C2W2 Technical Question

Hi, there is this piece of text in the assignment here:

2.1 - ExampleGen

The pipeline starts with the ExampleGen component. It will:

  • split the data into training and evaluation sets (by default: 2/3 train, 1/3 eval).
  • convert each data row into tf.train.Example format. This protocol buffer is designed for Tensorflow operations and is used by the TFX components.
  • compress and save the data collection under the _pipeline_root directory for other components to access. These examples are stored in TFRecord format. This optimizes read and write operations within Tensorflow especially if you have a large collection of data.

My question is: Does ExampleGen output two versions of the data?
I ask because the tf.train.Example and TFRecord formats are considered different in the documentation.

So the full set of tf.train.Example records are written to the disk in one location, but in another location is written the same records in TFRecord format. Is this correct understanding? Why is it optimal? Thank you for helping me learn

There’s only 1 type of file stored on disk.

TFRecord format is the storage layer as far as tfx is concerned. tf.train.Example is a serialization mechanism that works with the underlying TFRecord format. You can read about it here

To check this, do the following:

  1. Create a duplicate of the data folder with 1 record (say data2/).
  2. Generate the record generation logic using tfx.components.CsvExampleGen.
  3. Look at the generated records using the get_records function for both Split-train (1 record) and Split-eval (0 records).

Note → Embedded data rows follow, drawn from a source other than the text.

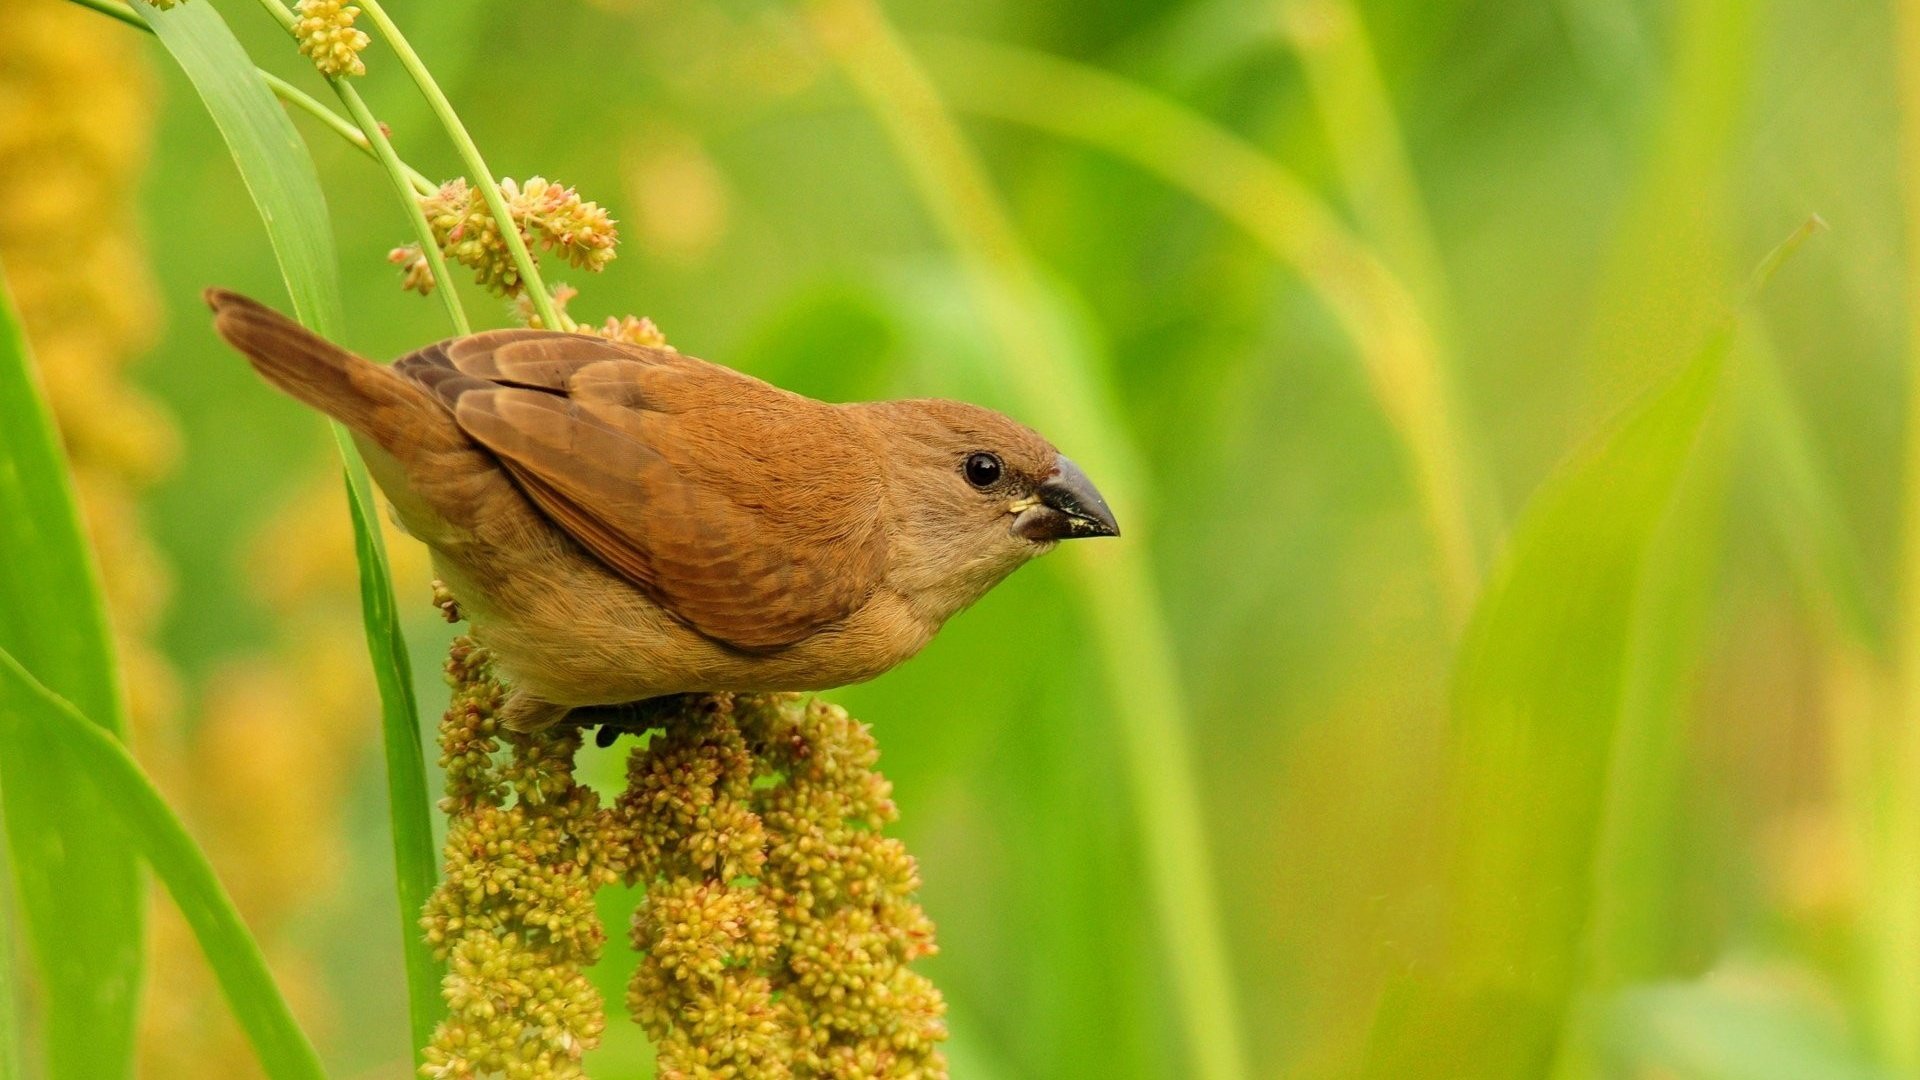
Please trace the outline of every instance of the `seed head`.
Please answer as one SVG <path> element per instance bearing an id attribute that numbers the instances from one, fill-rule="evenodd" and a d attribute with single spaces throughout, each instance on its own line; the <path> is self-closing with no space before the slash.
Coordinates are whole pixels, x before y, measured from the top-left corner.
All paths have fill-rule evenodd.
<path id="1" fill-rule="evenodd" d="M 614 830 L 645 883 L 627 1006 L 663 1077 L 944 1080 L 919 873 L 844 710 L 721 695 L 628 761 Z"/>
<path id="2" fill-rule="evenodd" d="M 500 181 L 508 216 L 529 250 L 539 247 L 588 271 L 606 269 L 613 261 L 619 230 L 607 211 L 570 187 L 535 176 L 525 184 Z M 465 180 L 450 180 L 420 197 L 420 209 L 447 258 L 474 271 L 481 286 L 499 296 L 519 296 L 525 289 L 519 268 L 507 250 L 500 223 L 487 207 L 485 196 Z M 425 294 L 435 285 L 433 272 L 417 244 L 393 249 L 387 261 L 401 267 L 401 285 Z"/>
<path id="3" fill-rule="evenodd" d="M 356 30 L 353 21 L 360 9 L 340 0 L 300 0 L 294 5 L 299 20 L 293 35 L 300 39 L 300 51 L 328 78 L 365 75 L 367 65 L 360 51 L 370 41 L 366 31 Z"/>
<path id="4" fill-rule="evenodd" d="M 484 650 L 465 638 L 447 662 L 440 725 L 446 846 L 421 926 L 447 961 L 448 1017 L 421 1071 L 446 1080 L 579 1077 L 606 1026 L 584 974 L 606 932 L 594 893 L 619 876 L 599 797 L 574 781 L 574 727 L 501 728 Z M 496 761 L 501 744 L 509 757 Z M 511 797 L 511 798 L 510 798 Z"/>

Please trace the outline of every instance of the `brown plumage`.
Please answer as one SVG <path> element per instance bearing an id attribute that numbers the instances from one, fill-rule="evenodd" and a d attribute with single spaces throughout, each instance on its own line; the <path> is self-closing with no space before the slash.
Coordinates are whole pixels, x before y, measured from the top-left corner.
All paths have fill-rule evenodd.
<path id="1" fill-rule="evenodd" d="M 207 292 L 268 381 L 351 429 L 512 679 L 509 721 L 872 678 L 1055 541 L 1118 534 L 989 409 L 829 405 L 671 349 L 495 330 L 392 366 Z"/>

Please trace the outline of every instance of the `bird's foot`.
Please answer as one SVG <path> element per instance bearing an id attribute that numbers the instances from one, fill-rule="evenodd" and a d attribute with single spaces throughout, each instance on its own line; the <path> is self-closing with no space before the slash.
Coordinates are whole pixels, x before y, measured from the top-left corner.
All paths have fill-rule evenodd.
<path id="1" fill-rule="evenodd" d="M 600 730 L 594 733 L 593 744 L 604 748 L 612 746 L 621 735 L 638 735 L 650 728 L 664 727 L 674 717 L 708 696 L 667 694 L 644 701 L 624 701 L 618 705 L 583 705 L 567 714 L 567 722 L 583 727 L 599 725 Z"/>

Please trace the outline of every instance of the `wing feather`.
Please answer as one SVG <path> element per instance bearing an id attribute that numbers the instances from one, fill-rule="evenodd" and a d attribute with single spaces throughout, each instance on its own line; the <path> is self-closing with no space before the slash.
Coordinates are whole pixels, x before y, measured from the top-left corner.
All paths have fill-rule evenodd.
<path id="1" fill-rule="evenodd" d="M 878 583 L 880 463 L 830 405 L 668 349 L 506 330 L 399 362 L 555 525 L 674 617 L 749 652 Z"/>

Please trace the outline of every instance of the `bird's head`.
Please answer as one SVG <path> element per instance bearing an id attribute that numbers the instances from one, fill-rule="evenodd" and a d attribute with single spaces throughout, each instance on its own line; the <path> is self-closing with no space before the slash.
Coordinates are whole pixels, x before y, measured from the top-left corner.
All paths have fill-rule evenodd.
<path id="1" fill-rule="evenodd" d="M 1024 425 L 957 401 L 866 408 L 886 448 L 895 572 L 938 598 L 938 618 L 1061 540 L 1120 535 L 1087 474 Z"/>

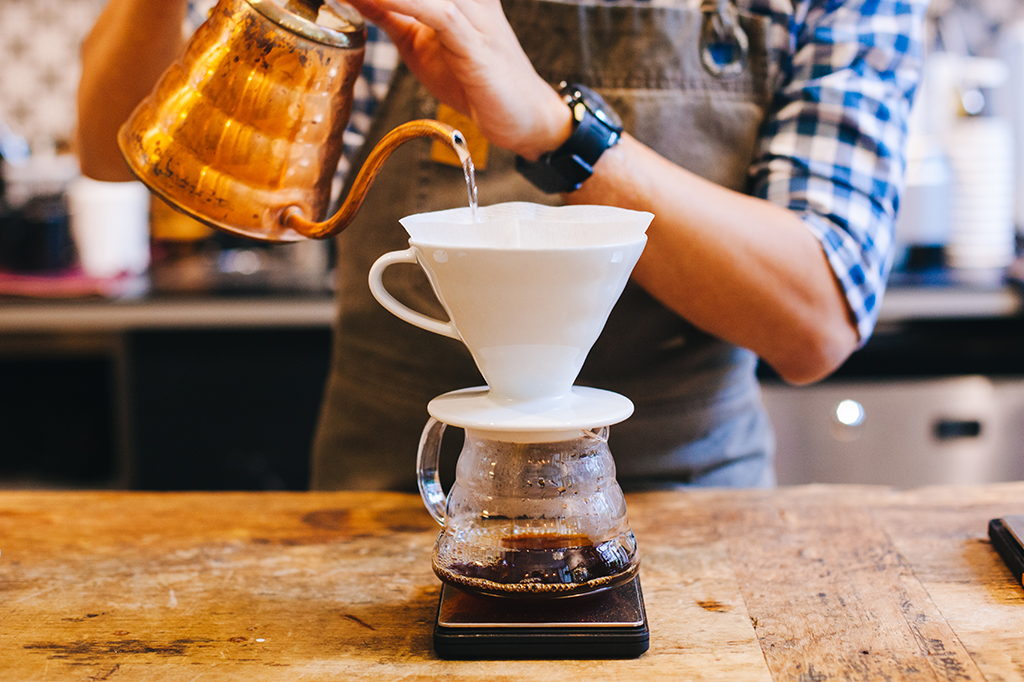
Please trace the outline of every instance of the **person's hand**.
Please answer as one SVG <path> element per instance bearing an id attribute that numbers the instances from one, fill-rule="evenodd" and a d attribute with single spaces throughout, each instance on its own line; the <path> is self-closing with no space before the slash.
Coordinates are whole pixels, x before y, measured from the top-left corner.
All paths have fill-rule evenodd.
<path id="1" fill-rule="evenodd" d="M 533 160 L 568 138 L 569 109 L 533 68 L 499 0 L 351 2 L 422 84 L 493 144 Z"/>

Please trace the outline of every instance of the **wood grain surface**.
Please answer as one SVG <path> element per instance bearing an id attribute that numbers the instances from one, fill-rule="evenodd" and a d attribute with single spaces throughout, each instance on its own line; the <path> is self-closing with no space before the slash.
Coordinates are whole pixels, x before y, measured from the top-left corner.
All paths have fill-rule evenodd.
<path id="1" fill-rule="evenodd" d="M 988 543 L 1024 483 L 628 498 L 650 651 L 431 648 L 437 527 L 393 493 L 0 493 L 0 680 L 1024 682 Z"/>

There’ll be no other tfrecord artifact generated.

You might find steps to edit metadata useful to make certain cells editable.

Thanks Balaji for the assistance. I’m more seeking to understand the “why” especially because the paragraph in the assignment says it is the optimal way. Based on your helpful link I guess it necessitates understanding “protocol buffers” on my end and some additional resource that shows the TFX architecture at the lower level.